Royal Repast
| December 16, 2020He’s catered for the Queen and brought kosher to Dubai, but Arieh Wagner’s greatest pride is serving Torah nobility

The call couldn’t have come at a better time. With COVID-19 scaling down weddings significantly and erasing social events from the calendar, hotelier and caterer Arieh Wagner of Golders Green, London, found himself without a single job since Purim. Then came the groundbreaking peace deal between the United Arab Emirates and Israel in August, followed by the treaty between Bahrain and Israel a month later.
As soon as the Bahrain deal was announced, Wagner received a call from a former Sheraton Hotel colleague of 20 years ago. “Do you remember me?” the fellow asked, explaining that he is now the manager of the Ritz-Carlton in the Arabic country of Bahrain.
Their conversation continued in person shortly after, with a handshake, er, elbow bump, all the way in Bahrain, an island in the Persian Gulf with a small 150-year-old Jewish community. The manager contracted Wagner to supply double-wrapped kosher meals for the Ritz-Carlton, to serve the expected influx of Jewish tourists.
A friend from London then introduced Wagner to the Habtoors, a wealthy Emirati family that owns a few hotels in the UAE, one of which was suitable for a kosher program. Because COVID-19 is not so rampant in Dubai, it is business as usual there, and the Habtoors wanted to be able to cater to a Jewish crowd. They offered Wagner the job.
“The situation in my industry is so dire that when Dubai came up, I knew I had to do it,” Wagner explains. “You have to reinvent yourself. It took a lot of mental power to travel after being stationed at home for so long, but more so, to travel to an Arabic place that was so different from anywhere I’ve been…. But sometimes you have to go out of your comfort zone.”
And so, after many months of no work, Wagner is back in business. He is hosting a kosher program in the five-star Habtoor Palace, with its marbled atriums, magnificent suites, sparkling pools, and private access to the Palm Jumeirah beach. Wagner is shipping all the food from the UK because, as he says, he doesn’t shecht camels, and he is fielding several inquiries about weddings in Dubai, as well.

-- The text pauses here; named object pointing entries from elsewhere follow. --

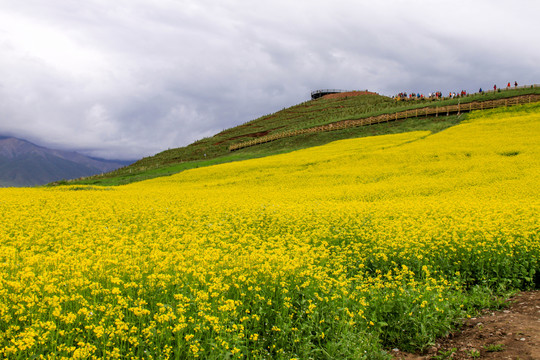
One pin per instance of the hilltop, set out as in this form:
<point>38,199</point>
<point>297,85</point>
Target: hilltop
<point>321,112</point>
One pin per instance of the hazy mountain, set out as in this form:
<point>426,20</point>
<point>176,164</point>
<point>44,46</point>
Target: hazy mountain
<point>25,164</point>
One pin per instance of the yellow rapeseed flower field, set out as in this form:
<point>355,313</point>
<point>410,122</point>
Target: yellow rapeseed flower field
<point>333,252</point>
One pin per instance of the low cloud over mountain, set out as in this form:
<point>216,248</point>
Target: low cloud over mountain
<point>25,164</point>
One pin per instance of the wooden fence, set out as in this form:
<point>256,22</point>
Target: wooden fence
<point>426,111</point>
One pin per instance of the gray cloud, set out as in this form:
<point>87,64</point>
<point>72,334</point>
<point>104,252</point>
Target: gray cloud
<point>130,78</point>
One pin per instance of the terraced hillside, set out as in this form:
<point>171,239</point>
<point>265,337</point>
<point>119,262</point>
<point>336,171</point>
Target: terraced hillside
<point>327,110</point>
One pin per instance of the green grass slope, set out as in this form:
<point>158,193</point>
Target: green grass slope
<point>215,149</point>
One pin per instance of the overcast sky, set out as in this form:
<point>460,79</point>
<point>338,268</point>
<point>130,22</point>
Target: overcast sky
<point>125,79</point>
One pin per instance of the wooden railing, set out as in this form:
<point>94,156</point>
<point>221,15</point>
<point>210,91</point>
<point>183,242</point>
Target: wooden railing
<point>427,111</point>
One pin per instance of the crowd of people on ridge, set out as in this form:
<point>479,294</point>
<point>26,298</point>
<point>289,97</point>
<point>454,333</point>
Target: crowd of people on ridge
<point>438,95</point>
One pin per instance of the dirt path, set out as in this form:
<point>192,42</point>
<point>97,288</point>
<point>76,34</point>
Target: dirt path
<point>513,333</point>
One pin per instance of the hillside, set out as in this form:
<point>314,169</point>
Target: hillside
<point>320,112</point>
<point>23,163</point>
<point>343,251</point>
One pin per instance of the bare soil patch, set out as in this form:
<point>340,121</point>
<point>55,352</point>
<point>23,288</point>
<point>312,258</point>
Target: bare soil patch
<point>512,333</point>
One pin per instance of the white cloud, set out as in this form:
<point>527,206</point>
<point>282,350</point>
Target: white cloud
<point>130,78</point>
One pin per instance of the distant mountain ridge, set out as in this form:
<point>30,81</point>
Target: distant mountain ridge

His daughter Racheli, a teacher, recently flew to Dubai to scout out program trip ideas and arrange the kids’ club — standard procedure for Wagner’s hotel programs. She wasn’t disappointed: Dubai’s highlights include the world’s tallest building, the Burj Khalifa and its 148th floor observation deck; the Palm Islands, a show-stopping flower garden and water fountain walkway; sand dune Jeeping and desert safaris; the world’s biggest aquarium; and an enormous water park.